Crossing his arms in front of his chest, Amethio looks at me from the side, as if Juniper is going to bring up one or two things I deliberately left out of my story to him. If Juniper wasn’t here right now, I would probably catch a comment or two from him.
But now that it’s all over and nobody has to worry about Plasma anymore, there’s no reason not to include every detail. So I take a few minutes to tell Juniper how I got into this situation, why I stayed and what decisions I made to keep Natural safe.
She listens to my every word with maximum attention. Her hands slip from my shoulders. Sometimes she shakes her head, then opens her mouth, but doesn’t make a sound. Even after I finish my story, it takes her a moment to collect herself.
“He had a gun?” It seems to be the only thing that’s stuck with her. “Domino! Firearms are illegal. They are ... incredibly dangerous. Let’s be honest, it’s already problematic anyone can get a Pokémon, but firearms? He could have killed you on the spot if you’d made even one mistake.”
Anyone with even half an eye open is probably aware of this. You can’t just buy guns. The only place to buy them is the underground black market in some cities, which most people will never see. The military is by far the only exception to this rule, and even these people hand in their weapons when they leave the training camp. I looked it up. They’re building on Pokémon. Most of them are already strong enough to wreak havoc. Anyone still looking for a tool to murder in between must be either corrupted or insane from the get-go.

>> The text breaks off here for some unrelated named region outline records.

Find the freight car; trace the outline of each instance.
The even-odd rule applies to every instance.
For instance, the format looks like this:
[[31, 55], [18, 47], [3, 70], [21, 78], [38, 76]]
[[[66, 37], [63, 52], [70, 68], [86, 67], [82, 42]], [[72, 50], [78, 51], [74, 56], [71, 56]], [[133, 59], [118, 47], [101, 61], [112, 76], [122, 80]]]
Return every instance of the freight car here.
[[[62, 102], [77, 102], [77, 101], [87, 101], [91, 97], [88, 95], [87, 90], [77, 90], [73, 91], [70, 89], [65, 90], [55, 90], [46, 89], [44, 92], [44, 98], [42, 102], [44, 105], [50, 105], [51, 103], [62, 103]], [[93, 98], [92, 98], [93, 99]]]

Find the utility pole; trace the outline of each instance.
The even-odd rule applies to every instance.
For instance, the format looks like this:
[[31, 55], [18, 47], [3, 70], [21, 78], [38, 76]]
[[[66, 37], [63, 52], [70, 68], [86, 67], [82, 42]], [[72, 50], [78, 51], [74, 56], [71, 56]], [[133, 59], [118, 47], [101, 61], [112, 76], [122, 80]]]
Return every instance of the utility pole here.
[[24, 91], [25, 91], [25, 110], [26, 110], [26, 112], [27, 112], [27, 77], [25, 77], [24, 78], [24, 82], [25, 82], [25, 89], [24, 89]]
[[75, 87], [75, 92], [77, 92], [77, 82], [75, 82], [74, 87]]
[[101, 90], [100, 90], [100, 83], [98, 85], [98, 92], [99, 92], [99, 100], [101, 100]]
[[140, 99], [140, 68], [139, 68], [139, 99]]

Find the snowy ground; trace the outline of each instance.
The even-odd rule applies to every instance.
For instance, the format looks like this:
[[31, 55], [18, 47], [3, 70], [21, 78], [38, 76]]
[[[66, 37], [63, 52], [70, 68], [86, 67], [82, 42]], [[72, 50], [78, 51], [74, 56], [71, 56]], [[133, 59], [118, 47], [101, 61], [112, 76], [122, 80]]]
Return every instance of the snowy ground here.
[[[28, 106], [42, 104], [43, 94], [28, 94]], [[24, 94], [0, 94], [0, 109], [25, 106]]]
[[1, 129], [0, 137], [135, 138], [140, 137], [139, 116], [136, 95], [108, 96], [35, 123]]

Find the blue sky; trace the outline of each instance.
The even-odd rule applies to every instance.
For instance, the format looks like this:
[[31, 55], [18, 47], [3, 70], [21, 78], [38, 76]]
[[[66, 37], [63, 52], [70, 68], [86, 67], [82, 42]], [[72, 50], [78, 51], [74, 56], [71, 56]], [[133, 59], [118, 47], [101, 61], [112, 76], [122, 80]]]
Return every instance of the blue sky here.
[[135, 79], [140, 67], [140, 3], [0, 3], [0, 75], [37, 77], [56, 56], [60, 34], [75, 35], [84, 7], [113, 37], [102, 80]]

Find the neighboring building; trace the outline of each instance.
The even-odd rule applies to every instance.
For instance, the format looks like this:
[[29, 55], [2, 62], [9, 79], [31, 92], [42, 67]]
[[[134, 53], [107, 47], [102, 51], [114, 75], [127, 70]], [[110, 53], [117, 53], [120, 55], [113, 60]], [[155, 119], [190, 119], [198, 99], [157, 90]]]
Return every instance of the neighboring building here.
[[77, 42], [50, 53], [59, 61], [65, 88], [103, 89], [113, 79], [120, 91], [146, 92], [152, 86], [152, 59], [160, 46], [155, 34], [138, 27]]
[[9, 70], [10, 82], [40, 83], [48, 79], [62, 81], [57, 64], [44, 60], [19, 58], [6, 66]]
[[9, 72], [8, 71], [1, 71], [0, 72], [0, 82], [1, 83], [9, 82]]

“She tends to not think much before she acts.” In the end, it’s Amethio’s sharp comment that pulls me out of my thoughts and elicits an outraged gasp from me.
“I’ve thought about it a lot!” I protest. “Maybe not when I threw myself from the top floor of the tower with Ghetsis, but certainly when I had to decide to watch Natural live or die.” Snorting, I put my hands on my hips. “Generally speaking ... you don’t even have to think about it. You ha-”
Before I can justify myself any further, warm arms envelop me. As if out of nowhere, Juniper moves closer, presses herself against me and places a hand on the back of my head. This close, I can almost rest my chin on her shoulder – she’s only slightly taller than me – and although I should probably say something, I can’t think of anything.
In these breaths, this closeness feels like a mother’s embrace. At least that’s how I imagine it.
Being allowed to be so close to someone else gives my body a calming tingle and when I finally put my hands around her too, she strokes my hair a few times.
“You’ve done a good job, Domino. Many wouldn’t have been brave enough to rush to this boy’s aid.” She slowly detaches from me. “This Natural-boy was very lucky that there was someone who cared about him.”
Maybe that’s true.
Maybe I did a good job and don’t have to justify my decisions. In the end, everything worked out and maybe, just maybe, things are fine the way they are right now.